The Central Bank of Myanmar (CBM) Law was signed by the president, U Thein Sein, on July 11, 2013. The legislation secures the bank’s autonomy and clarifies its responsibilities.
U Phyo Min Thein, an MP and a member of the Parliament’s Banks and Financial Institutions Development Committee, said, “How long will it take to give [Central Bank] the authority, even though the government has said they will assert control during the transition period only?”
He said the government is can not to be solely blamed for this, as the Central Bank also needs to consider itself independent as well.
The Committee also claimed that it has been difficult to conduct surveys and gather statistics, as studies are often conducted by agencies unrelated to the government or the Central Bank. This makes it difficult to pass informed laws.
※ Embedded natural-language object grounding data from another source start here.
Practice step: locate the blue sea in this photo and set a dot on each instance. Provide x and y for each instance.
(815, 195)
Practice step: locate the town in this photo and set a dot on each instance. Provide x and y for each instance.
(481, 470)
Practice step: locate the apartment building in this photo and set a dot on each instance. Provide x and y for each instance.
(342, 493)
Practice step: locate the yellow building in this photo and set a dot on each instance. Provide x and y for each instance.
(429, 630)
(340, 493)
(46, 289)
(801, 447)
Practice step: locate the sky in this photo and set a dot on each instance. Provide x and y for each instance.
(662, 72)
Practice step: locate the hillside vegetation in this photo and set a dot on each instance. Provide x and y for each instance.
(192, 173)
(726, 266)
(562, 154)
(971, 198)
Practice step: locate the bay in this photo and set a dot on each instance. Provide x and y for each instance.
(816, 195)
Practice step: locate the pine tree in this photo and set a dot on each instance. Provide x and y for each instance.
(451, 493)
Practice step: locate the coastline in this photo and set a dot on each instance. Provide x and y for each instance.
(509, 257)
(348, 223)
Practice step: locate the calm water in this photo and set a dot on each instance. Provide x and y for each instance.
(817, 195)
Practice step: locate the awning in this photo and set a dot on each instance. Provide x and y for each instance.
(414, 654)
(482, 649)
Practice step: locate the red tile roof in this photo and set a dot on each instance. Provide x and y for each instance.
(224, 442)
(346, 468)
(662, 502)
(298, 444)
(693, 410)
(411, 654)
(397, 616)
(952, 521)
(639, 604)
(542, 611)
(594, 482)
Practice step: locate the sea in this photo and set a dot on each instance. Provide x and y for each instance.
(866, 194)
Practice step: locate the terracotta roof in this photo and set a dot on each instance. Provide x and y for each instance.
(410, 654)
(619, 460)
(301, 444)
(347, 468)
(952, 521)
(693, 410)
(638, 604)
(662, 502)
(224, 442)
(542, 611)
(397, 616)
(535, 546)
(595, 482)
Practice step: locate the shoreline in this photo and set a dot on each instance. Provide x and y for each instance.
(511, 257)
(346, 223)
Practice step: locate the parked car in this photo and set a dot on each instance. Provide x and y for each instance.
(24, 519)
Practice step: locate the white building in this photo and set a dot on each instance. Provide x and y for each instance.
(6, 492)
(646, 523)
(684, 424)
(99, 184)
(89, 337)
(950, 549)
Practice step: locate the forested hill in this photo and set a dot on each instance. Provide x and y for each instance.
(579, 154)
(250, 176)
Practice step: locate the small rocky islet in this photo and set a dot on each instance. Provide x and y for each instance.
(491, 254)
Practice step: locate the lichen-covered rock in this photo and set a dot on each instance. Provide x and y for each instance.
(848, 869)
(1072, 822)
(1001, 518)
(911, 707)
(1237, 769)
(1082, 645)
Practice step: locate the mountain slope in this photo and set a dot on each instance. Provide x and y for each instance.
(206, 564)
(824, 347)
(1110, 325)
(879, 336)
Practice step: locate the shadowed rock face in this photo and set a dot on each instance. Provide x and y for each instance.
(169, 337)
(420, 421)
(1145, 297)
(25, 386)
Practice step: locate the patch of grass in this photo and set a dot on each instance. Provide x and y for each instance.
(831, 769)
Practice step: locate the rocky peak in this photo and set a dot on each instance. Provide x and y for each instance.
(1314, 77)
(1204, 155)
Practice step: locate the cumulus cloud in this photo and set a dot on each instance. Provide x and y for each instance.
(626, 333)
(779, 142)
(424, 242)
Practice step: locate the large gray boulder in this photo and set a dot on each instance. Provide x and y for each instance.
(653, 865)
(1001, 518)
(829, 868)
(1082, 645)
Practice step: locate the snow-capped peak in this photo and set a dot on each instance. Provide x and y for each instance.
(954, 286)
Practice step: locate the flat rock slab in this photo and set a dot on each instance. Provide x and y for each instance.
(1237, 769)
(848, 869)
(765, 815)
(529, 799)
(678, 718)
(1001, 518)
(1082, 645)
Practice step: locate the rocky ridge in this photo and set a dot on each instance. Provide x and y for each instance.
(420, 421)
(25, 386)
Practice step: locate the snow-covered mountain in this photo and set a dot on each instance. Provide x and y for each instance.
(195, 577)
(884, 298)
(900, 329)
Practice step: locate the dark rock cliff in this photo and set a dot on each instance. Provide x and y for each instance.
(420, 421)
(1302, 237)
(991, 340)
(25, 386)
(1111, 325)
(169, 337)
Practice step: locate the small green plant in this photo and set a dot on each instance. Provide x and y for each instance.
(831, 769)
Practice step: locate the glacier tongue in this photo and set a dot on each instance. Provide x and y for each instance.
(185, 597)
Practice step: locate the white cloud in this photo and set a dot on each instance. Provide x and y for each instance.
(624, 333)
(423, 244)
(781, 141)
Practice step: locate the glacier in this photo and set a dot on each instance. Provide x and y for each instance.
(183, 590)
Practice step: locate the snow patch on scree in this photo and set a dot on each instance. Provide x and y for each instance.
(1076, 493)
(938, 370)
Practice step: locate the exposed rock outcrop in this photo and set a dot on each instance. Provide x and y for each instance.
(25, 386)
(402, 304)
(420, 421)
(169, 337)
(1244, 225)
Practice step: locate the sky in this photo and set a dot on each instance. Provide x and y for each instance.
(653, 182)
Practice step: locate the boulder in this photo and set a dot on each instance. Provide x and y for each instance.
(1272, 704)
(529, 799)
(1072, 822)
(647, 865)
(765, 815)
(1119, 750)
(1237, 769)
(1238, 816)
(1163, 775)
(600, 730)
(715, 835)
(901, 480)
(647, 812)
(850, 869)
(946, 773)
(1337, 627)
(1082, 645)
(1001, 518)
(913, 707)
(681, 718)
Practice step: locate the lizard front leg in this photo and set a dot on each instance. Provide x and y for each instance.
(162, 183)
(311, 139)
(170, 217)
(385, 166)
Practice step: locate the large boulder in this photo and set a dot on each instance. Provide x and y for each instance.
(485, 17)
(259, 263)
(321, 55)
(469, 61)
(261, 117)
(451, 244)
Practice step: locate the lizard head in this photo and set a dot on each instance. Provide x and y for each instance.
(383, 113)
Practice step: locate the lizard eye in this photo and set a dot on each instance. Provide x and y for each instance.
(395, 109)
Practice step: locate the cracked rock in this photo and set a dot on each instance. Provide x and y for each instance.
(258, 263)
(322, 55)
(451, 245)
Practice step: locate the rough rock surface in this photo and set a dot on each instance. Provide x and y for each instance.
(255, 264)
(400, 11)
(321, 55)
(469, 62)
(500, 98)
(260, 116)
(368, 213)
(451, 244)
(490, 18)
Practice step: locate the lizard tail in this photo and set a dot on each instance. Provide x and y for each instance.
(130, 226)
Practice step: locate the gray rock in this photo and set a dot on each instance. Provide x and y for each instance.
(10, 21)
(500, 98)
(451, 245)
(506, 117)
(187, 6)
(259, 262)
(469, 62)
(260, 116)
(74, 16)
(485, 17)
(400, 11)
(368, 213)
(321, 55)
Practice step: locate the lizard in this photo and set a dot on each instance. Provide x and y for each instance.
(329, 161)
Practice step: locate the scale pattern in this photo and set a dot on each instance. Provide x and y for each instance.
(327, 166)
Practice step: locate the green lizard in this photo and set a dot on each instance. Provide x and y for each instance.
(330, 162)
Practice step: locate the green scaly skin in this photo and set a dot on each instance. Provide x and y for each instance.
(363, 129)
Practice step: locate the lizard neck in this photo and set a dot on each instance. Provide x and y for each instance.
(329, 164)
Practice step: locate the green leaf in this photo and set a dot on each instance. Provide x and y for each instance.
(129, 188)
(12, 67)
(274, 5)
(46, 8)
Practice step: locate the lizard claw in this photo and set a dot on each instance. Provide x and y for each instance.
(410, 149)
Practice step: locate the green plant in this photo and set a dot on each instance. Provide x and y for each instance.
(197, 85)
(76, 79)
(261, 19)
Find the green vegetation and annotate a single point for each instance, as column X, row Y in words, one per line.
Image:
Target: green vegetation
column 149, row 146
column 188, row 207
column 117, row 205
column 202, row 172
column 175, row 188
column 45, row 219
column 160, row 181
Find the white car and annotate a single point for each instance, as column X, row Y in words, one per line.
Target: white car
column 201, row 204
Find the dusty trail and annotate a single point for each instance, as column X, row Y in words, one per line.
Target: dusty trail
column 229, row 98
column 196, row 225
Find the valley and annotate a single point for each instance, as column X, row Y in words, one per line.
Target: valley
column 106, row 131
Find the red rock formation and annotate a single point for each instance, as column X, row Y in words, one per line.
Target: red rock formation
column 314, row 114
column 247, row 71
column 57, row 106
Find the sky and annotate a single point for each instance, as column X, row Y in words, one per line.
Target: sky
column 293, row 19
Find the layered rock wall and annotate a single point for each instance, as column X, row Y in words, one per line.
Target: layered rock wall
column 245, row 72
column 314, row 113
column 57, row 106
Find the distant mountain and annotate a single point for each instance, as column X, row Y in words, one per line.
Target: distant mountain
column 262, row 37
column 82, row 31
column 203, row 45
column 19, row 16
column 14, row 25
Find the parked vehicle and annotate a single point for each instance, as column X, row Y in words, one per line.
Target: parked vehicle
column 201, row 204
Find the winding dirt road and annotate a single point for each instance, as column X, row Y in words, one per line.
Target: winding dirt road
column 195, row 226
U Phyo Min Thein added that the role of Central Bank is crucial for national economic development, and if it doesn’t function well there will be issues such as inflation due to overproduction of banknotes, budget deficit, instability in prices of goods and weak currency.
“These will continue unless the Central Bank can act independently,” he said.
According to the 1952 Central Bank Law, 25 percent of the overall monetary supply had to be in foreign currency and banknote production was stopped if the production exceeded certain set limits.
U Than Lwin, former vice chairman of Central Bank, said “If overproduction of bank notes occured, the Central Bank had to stop the production and back up the currency by generating more income and taking foreign loans.”
However, that law was abolished in 1967 by the Myanmar Socialist Party and the Central Bank was put under the Ministry of Finance, so that it could be tightly controlled by the government.